Regarding the five year look back when a patient has to go on Medicaid, what happens when the person has gifted money to someone and that person has blown through it and has no cash and no assets themselves? If the person cannot afford care, what happens? I am asking because my mother keeps wanting to give money to two of my destitute brothers. I know that if she runs out of money and needs to go into a nursing hoe, they would not be able to pay the money back to Medicaid. Does Medicaid just leave the person at the curb?
Of course, as mad as I am that she is willing to be a financial burden to me just to support do nothing brothers, DH is beyond P.O.'d about this situation and vows that if she gives the boys any money, he is putting her out and she can live with them. It's not fair that we sacrifice to stay within our means and thereby keep a roof over her head and she is willing to toss her money away. But, it is worse to think that she will end up alone, on park bench with her suitcase because she gave money to those who never worked for it and have never appreciated it.
But, that is another story for another day. Thanks for the Medicaid info.
Mom2Mom, what is going to happen is that your mother will become your problem, and if she runs out of money, she will be living with you, thanks to your deadbeat brothers.
NH will probably discharge her and contact the state. NH is not going to provide service for free.
I'm only familiar with my sister's inlaws - they had to take the mom due to her gifting 2 dead beat brothers - but she did have family to take her in. what if they don't?
You might consider getting her to a geriatric psychiatrist. It sounds like she's getting agitated, possibly? There are meds that help with that, and NO, they don't turn people into Zombies! Before she had a stroke, my mom's biggest impairment, the one that made placement in an Independent Living facility imperative, was anxiety and agitation--the endless "what if" that caused every little thing to turn into an emergency. She had been taking an anti anxiety med prescribed by her Internist, but only when she perceived that she was anxious (which is too late). The Geri Psych changed up the meds, got her on a scheduled low dose, which helped her tremendously. she also strongly suggested a cognitive evaluation, which revealed Mild Cognitive Impairment (which was what was driving the anxiety). If nothing else, it demonstrated to my brothers that there WAS something wrong, and that mom's anxieties weren't some mom was "doing to herself" (quote from one of my brothers).

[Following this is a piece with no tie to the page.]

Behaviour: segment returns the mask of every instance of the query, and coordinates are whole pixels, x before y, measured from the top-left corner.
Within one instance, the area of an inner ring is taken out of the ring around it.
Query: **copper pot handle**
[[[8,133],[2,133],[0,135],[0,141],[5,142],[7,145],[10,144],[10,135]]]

Trying to convince your mother of something is probably useless at this point. you're only going to get her more insistent. You try putting her off by saying "oh, yes, I'll do that tomorrow".
So far, i have just refused to write them checks and have tried to reason with her but she is becoming increasingly obsessed with helping them and, subsequently more demanding.
If she doesn't understand this, it may be time to get control of her checkbook.
This is so very hard, i know. But you need to protect your mom AND your own sanity and finances.
I can certainly understand your mother wanting to help her sons. I'd probably feel that way, too. It is almost instinctive. But she isn't going to have money to give them indefinitely; they are going to have to fend for themselves eventually, it might as well be now. Otherwise she might be the one needing the homeless shelter!
The other brother has been in and out of homeless shelters due to poor life choices and past drug addiction. Ironically, if he went back on drugs, he would have a better chance of collecting disability.
Anyway, back to your answer... So, she has given X number of dollars away in the past five years. On Jan 1 she goes into a nursing home. On June 1, she runs out of money. Are you saying Medicaid would exclude the next x number of days care in the nursing home based on how much she gave away and then put her back on the government dime?
So, then, what does the NH do? leave her on a bench in the park until Medicaid kicks in?
Perhaps your brothers should seek aid on their own behalf, depending on what is keeping them destitute. Accepting money that Mom is going to need for her own care is not the best option.